He says the international shortage of diesel is a crisis also affecting Europe.
Collins says the "virtuous" actions of sanctioning Russia also mean supplies will dwindle across the globe, including New Zealand.
And although our supply of crude oil comes from Singapore, it's costing more because of high demand and less supply.
Energy Minister Megan Woods acknowledged rising crude oil prices are driving up the cost of fuel, but said on Thursday that "margins are staying low".
Collins agreed, saying petrol companies are doing their best to keep prices down.
"They are not the villains here, and they are not taking excessive margins."
Collins says he doesn't see any immediate end to rising fuel prices and estimates Kiwis will be paying "at best" about $3 a litre.
"It’s going to be a real problem for our Government when this three months ends."
Collins expects significant demand for electric cars but a shortage of supply.
"The unfortunate part is that Ukraine has half the mineral material resources to make silicone chips needed to make electric batteries, so the industry will be constrained by supply issues."
Asked on Friday if the Government would consider extending the three months of relief at the pump, Prime Minister Jacinda Ardern said she didn't know.
The PM said she will review the decision in several months. (Source: 1News)
"We are in such an uncertain environment at the moment - we can see globally the impact that the Ukraine war is having on fuel prices and the way that's impacted people at the pump.
She said the fuel reductions were put in place to ease some of that impact on New Zealanders.
“We put it down for three months as we did the 50% discount on public transport because of the uncertainty that exists. We just don’t know what the future holds for this war and the impact it will have on us but we hope these short-term measures try and ease that pressure for now.
“We will look to where we are in several months' time."
EU sanctions bite back
On Wednesday the EU said it wanted to stop buying refined oil from Russia - the second-largest producer of crude oil.
European Commission President Ursula von der Leyen, addressing the European Parliament in Strasbourg, France, proposed having EU member nations phase out imports of crude oil within six months and refined products by the end of the year, the Associated Press reported.

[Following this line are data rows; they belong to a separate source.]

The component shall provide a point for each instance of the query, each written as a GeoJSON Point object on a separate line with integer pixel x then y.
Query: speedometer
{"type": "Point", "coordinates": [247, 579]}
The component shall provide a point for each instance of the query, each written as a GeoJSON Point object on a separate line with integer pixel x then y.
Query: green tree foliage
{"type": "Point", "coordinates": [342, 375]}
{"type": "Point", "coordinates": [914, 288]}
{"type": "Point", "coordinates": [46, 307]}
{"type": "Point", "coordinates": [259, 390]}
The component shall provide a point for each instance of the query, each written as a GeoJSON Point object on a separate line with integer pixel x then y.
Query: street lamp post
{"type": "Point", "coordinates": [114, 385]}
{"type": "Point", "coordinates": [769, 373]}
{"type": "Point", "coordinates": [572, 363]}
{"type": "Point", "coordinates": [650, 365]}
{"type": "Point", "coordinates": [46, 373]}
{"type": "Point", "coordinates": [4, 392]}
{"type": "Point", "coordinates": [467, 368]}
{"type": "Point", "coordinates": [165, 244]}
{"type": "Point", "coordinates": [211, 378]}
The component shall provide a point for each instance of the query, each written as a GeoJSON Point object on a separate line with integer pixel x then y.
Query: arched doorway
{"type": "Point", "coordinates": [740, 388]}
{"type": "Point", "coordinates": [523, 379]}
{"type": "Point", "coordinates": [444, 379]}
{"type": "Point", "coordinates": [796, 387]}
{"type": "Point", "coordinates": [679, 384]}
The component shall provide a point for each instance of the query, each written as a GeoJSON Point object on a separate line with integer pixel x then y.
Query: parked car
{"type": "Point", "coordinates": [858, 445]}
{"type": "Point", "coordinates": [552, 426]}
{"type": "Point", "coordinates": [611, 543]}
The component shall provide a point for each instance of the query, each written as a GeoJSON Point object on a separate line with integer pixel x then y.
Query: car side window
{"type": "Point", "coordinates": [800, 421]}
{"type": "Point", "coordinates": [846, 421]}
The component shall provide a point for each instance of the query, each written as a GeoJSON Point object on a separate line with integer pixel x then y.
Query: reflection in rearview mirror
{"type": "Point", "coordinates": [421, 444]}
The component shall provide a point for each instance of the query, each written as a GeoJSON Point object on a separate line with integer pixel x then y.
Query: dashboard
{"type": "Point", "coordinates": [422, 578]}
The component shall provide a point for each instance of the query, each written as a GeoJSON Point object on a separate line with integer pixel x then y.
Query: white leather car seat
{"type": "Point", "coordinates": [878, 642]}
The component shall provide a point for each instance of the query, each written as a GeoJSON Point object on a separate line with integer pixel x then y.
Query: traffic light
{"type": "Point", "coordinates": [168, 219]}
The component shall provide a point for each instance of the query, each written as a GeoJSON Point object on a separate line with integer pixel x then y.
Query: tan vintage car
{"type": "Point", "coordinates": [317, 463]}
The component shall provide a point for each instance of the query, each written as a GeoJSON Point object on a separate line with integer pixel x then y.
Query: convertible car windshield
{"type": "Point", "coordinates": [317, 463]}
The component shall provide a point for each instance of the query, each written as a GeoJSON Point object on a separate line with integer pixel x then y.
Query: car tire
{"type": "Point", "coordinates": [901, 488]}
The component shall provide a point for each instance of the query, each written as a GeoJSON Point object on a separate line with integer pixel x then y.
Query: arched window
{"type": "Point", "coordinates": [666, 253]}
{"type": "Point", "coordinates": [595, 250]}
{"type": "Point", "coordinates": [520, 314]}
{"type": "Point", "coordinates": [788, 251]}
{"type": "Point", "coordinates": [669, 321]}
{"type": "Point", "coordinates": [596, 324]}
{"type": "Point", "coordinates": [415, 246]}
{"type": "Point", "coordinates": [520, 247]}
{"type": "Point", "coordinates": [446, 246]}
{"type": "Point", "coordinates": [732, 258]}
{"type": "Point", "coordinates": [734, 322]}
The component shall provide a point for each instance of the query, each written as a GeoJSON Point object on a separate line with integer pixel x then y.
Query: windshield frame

"We will make sure that we phase out Russian oil in an orderly fashion, in a way that allows us and our partners to secure alternative supply routes and minimizes the impact on global markets," von der Leyen said.
The move must be approved by all 27 member countries, which will be a battle because some are more dependent on Russian oil than others.
Across Europe, rising energy prices are testing the resolve of ordinary consumers and business owners who are caught between the continent’s dependence on cheap Russian energy and its revulsion over President Vladimir Putin's invasion of Ukraine.